Beyond the plains the travelers came to a mass of “cañons, ravines, ridges, gullies, chasms, and mountains,” some of them presenting the appearance of exquisitely constructed Gothic cathedrals, while one so exactly resembled an organ, with pipes of green, white, blue, brown, and pink sandstone, that Cozens could scarcely believe it to be merely a natural phenomenon.

The Indian trail led into the very midst of this chaos of rocks, and, breathlessly following his guide, our hero presently found himself upon the edge of a pass, looking down a precipice two thousand feet in depth, with perpendicular walls of a blood-red color, relieved at their summits with patches of grayish white alkali. Cochise now made signs to his employer—master Cozens could scarcely be called—to dismount and leave his mule to find its own way down. Then with one word, “Adelante!” (Forward!), he led the way down the pass.

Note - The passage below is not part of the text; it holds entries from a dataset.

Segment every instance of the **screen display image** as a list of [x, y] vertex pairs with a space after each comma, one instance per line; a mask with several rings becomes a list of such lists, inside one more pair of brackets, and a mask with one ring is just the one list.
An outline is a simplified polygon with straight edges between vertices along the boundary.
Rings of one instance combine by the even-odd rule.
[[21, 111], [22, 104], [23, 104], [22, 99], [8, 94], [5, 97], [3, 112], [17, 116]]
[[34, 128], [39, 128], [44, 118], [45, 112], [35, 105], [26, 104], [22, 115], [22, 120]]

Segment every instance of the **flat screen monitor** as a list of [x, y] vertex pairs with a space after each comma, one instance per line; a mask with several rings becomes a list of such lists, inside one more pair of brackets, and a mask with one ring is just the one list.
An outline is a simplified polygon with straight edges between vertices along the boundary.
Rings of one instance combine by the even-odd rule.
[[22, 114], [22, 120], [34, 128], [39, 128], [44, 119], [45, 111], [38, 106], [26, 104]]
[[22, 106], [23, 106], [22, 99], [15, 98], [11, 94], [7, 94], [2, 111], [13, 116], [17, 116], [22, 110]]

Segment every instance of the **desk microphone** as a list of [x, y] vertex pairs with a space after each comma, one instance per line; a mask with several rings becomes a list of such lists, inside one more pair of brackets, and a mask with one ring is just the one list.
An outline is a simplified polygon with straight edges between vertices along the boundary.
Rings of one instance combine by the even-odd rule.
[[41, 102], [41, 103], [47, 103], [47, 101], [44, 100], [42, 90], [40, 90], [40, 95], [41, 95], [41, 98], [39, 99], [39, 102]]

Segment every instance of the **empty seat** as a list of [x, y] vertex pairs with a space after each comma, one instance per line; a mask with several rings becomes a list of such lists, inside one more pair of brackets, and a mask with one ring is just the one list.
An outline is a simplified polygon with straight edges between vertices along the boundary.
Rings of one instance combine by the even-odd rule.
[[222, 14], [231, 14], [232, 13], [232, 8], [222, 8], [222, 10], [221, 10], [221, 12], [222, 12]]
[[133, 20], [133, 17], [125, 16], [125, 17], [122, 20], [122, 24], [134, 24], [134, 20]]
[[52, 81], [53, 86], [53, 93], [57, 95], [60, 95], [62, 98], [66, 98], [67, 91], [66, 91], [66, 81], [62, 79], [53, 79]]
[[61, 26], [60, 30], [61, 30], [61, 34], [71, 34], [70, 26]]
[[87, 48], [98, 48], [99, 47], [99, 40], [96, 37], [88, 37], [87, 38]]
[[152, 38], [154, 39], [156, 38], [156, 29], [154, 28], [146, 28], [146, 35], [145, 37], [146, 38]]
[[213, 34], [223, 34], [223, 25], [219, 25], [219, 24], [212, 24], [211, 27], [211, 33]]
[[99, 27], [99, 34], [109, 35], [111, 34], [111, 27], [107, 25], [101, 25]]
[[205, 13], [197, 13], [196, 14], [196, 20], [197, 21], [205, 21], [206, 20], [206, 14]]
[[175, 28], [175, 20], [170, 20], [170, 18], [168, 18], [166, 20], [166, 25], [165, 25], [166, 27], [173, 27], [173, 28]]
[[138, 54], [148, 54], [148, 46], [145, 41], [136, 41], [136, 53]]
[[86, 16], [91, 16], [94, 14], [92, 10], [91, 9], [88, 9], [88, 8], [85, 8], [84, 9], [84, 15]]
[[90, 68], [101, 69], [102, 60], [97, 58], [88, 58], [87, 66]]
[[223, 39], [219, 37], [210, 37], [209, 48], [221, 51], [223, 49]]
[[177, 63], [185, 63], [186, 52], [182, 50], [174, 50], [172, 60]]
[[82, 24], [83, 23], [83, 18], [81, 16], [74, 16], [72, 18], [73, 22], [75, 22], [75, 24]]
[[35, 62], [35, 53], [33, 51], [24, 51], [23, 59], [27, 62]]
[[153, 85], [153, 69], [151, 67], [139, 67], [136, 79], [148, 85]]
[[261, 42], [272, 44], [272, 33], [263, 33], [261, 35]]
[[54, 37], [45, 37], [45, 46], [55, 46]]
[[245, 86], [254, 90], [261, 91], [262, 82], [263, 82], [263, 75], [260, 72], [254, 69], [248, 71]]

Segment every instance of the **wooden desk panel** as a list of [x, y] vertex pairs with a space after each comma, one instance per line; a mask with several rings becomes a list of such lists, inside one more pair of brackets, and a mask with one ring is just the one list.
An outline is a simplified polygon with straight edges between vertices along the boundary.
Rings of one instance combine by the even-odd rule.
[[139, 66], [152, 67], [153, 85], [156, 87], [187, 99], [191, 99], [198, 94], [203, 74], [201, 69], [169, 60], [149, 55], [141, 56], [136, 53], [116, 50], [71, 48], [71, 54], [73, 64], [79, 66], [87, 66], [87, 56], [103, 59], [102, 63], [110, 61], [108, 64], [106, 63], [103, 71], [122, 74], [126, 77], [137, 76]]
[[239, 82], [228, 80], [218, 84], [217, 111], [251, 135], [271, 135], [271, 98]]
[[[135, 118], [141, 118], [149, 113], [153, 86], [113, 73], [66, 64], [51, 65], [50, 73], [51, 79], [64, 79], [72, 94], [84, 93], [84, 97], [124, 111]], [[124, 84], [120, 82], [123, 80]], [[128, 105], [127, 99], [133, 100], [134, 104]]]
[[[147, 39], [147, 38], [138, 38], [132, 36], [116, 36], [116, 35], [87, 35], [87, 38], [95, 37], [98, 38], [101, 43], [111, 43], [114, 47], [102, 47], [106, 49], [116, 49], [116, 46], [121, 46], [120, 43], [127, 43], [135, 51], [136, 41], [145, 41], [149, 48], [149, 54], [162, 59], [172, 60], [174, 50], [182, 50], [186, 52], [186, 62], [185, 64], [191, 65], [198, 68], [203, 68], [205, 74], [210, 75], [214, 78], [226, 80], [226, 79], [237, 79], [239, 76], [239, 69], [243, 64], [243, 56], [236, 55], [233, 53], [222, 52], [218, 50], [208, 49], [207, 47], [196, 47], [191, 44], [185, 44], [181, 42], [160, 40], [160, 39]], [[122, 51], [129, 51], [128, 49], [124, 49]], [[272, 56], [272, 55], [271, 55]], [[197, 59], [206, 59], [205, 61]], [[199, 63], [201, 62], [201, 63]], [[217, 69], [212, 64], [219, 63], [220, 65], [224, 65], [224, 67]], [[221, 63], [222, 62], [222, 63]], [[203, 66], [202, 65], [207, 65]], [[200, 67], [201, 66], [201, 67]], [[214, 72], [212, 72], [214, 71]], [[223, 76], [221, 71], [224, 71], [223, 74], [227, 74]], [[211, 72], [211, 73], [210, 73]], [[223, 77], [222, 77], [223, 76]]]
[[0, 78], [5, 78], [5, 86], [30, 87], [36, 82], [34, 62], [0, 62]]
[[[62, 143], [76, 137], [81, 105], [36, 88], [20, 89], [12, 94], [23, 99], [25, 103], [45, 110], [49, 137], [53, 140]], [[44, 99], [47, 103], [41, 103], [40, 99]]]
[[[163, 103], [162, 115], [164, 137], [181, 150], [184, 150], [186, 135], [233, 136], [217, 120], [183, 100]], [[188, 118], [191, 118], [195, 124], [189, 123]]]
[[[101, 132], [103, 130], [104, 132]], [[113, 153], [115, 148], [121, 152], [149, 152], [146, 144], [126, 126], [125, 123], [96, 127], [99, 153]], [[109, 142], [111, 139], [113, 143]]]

Descending into the gloom beneath the overhanging rock-masses, and feeling their way step by step in the darkness, with the mules so close behind them that a moment’s hesitation would have been certain death—for the animals would assuredly have pushed their masters over the abyss—the adventurers at last reached in safety the bed of the river, which had eaten out the pass of which they had availed themselves. Here a halt was made for the night, and on the ensuing day the descent of the ravine was completed, under difficulties even greater than those already conquered.

Late in the afternoon, however, Cochise pointed out four or five black specks in the distance, perched on the strange truncated mounds so common in Arizona, and which have excited so much curiosity among scientific men. “They are Apaches,” was the guide’s laconic remark; and though Cozens pressed him with eager questions as to the next experiences to be anticipated, he could get no replies.

Silently the two plodded on for another two hours till they came to the summit of a bare bluff, when Cochise again paused, and, pointing to the valley beneath, exclaimed, “Look! Apache home!” Cozens obeyed, and, gazing down upon a lovely valley, watered by a copious stream, and surrounded on all sides by bluffs some hundred feet high, their surfaces worn by wind and weather into all manner of strange forms, he obtained his first glimpse of the goal of his journey.

The Apache huts, with yellow thatched, dome-shaped roofs, nestled here and there against the crags, or in little groups by the stream; from before each door rose the smoke of a little camp-fire; and beyond, on the slopes of the upper end of the valley, grazed thousands of cattle, ponies and mules.

As the two gazed motionless upon this scene of peace and plenty in the wilderness, they were suddenly perceived by the Indians. A loud yell notified the fact, and in a moment the village was astir; children running together, dogs barking, warriors hastily seizing their weapons. But Cochise, the wandering war-chief, raised his hand and gave utterance to a peculiar cry. He was recognized at once, the arms were thrown aside, and, quickly descending the bluff, the two travelers were received by a set of men whom Cozens characterizes as the most degraded-looking creatures he had ever seen. The women especially, he says, “were ugly, fat and dirty,” and nowhere did he see any of the beautiful squaws described in the works of Cooper, the [♦]romanticist of the Indians.